Alarming climate change report resonates on parched, fire-scarred North Coast: ‘We know what we have to do’

Echoing the challenge issued by the UN panel, local scientists and policymakers called for swift action to avoid the worst impacts from human-fueled climate change.|

Key findings, projections of UN climate report

Findings:

-Human-induced global warming is underway at an unprecedented rate and has raised average surface temperatures 1.1 degrees Celsius above pre-industrial levels.

-The world can act now to limit warming to 1.5 degrees Celsius (2.7 degrees Fahrenheit). Each additional fraction of a degree in elevated temperature increases frequency and intensity of extreme impacts, including potentially deadly heat waves, torrential rains and flooding, extended drought, sea level rise, wildfires and ocean warming, acidification and oxygen loss.

-Maintaining carbon emissions at the current rate would raise by mid-century average temperatures to 2 degrees Celsius above the temperatures of the late 1800s, compounding climate-related risks.

Projections:

At 1.5 degrees Celsius of warming

– 420 million fewer people exposed to “extreme heatwaves” and about 65 million fewer exposed to “exceptional heatwaves”

– Lower risk to human health, food systems and other natural systems, including freshwater, wetland, coastal and ocean ecosystems

– One sea-ice-free Arctic summer every 100 years compared to one every 10 years at 2 degrees

At 2 degrees Celsius of warming

– Higher temperature spikes during the warm season in mid-latitude regions, including most of the United States

– 18% of insects, 16% of plants and 8% of vertebrates are predicted to lose more than half of their climatically determined range, compared to 6% of insects, 8% of plants and 4% of vertebrates at 1.5 degrees.

– Higher risk of water scarcity and impacts on urban areas and vulnerable populations.

– Increased salinity of coastal groundwater, increased flooding and infrastructure damage

SOURCE: IPCC report August 2021

A devastating report on the future of the planet released Monday by a United Nations science panel paints an alarming portrait of a deepening crisis as Earth’s surface temperatures continue to rise.

It’s too late to avoid dire consequences already visible across the globe and right here in Sonoma County, where intensifying drought and the scars of destructive wildfires tell a story of increasing weather extremes and suffering.

But substantive, sustained action taken now to reduce greenhouse gas emissions can still prevent greater catastrophe, scientists concluded.

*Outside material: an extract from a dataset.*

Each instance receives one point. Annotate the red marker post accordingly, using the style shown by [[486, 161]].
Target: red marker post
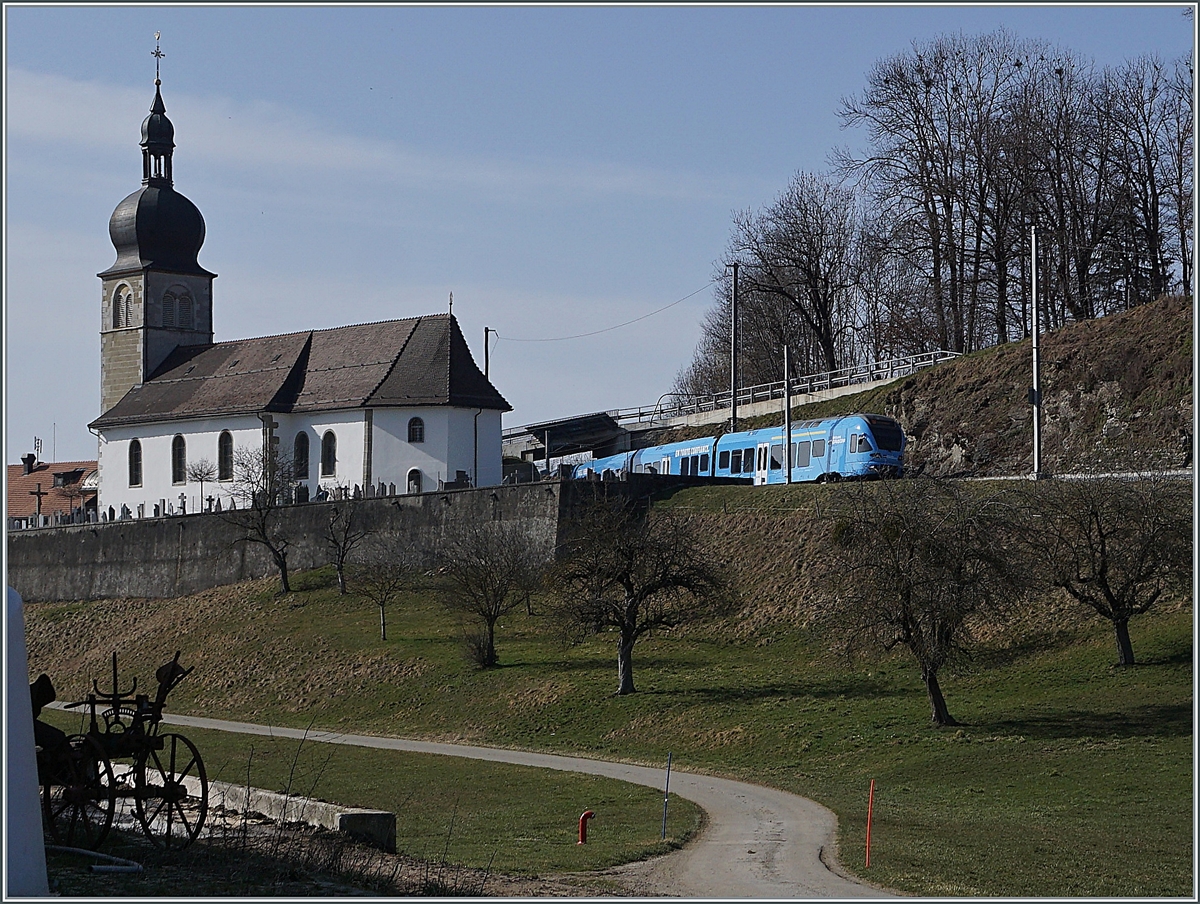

That was the key take-away highlighted by climate scientists and advocates locally and around the nation Monday, as the world digested highly anticipated findings of the nearly 4,000-page report, which drew more than 700,000 viewers to a virtual, predawn press conference.

What’s needed now is political will and urgent action, experts said.

“Climate change can be a really overwhelming issue because it’s so big, and it’s hard to understand in a lot of ways,” said Ryan Schleeter, communications director for the Santa Rosa-based Climate Center, a leading voice in local policymaking. “But my personal approach to this is to just remember that a lot of what we hear is real apocalyptic but overshadows the fact that the solutions are here. We do know what we have to do.”

The report from the Intergovernmental Panel on Climate Change represents the sixth assessment of collective climate science from around the world and the first since 2013.

It says the world is heating up at an unprecedented rate, with each of the past four decades the warmest on record, since preindustrial times.

The amount of carbon already released to the atmosphere almost assures average temperatures on the Earth’s surface will reach 1.5 degrees Celsius (2.7 degrees Fahrenheit) above the late 1800s — the maximum limit targeted in the 2015 Paris Agreement. It’s already risen by about 1.1 degrees, scientists said.

Each additional fraction of a degree in elevated temperature increases the frequency and intensity of the extreme climate impacts, including potentially deadly heat waves, torrential rains and flooding, extended drought, sea level rise, wildfires and ocean warming, acidification and oxygen loss.

“Unless there are immediate, rapid, and large-scale reductions in greenhouse gas emissions, limiting global warming to 1.5 degree Celsius will be beyond reach,” Valerie Masson-Delmotte, co-chair of the IPCC working group, told the press conference.

But if the world pulls together, weans itself of fossil fuels and reaches net zero carbon emissions by about 2050 it is “extremely likely” that warming can be kept “well below” 2 degrees, declining to around 1.5 degrees by the end of the century, she said.

Tessa Hill, a researcher at the UC Davis Bodega Marine Lab, studies coastal and marine sciences, including ocean acidification and other climate impacts, and said the report provides “unequivocal certainty about the direction we are heading.”

But, she said, echoing Schleeter, “We are completely capable of addressing climate change so that we can decrease future harm to people and ecosystems. Doing so will take leadership at the local, regional, national and international level. As voters, we must hold our elected officials accountable for seeing this, and acting on this information, with the urgency that it deserves.”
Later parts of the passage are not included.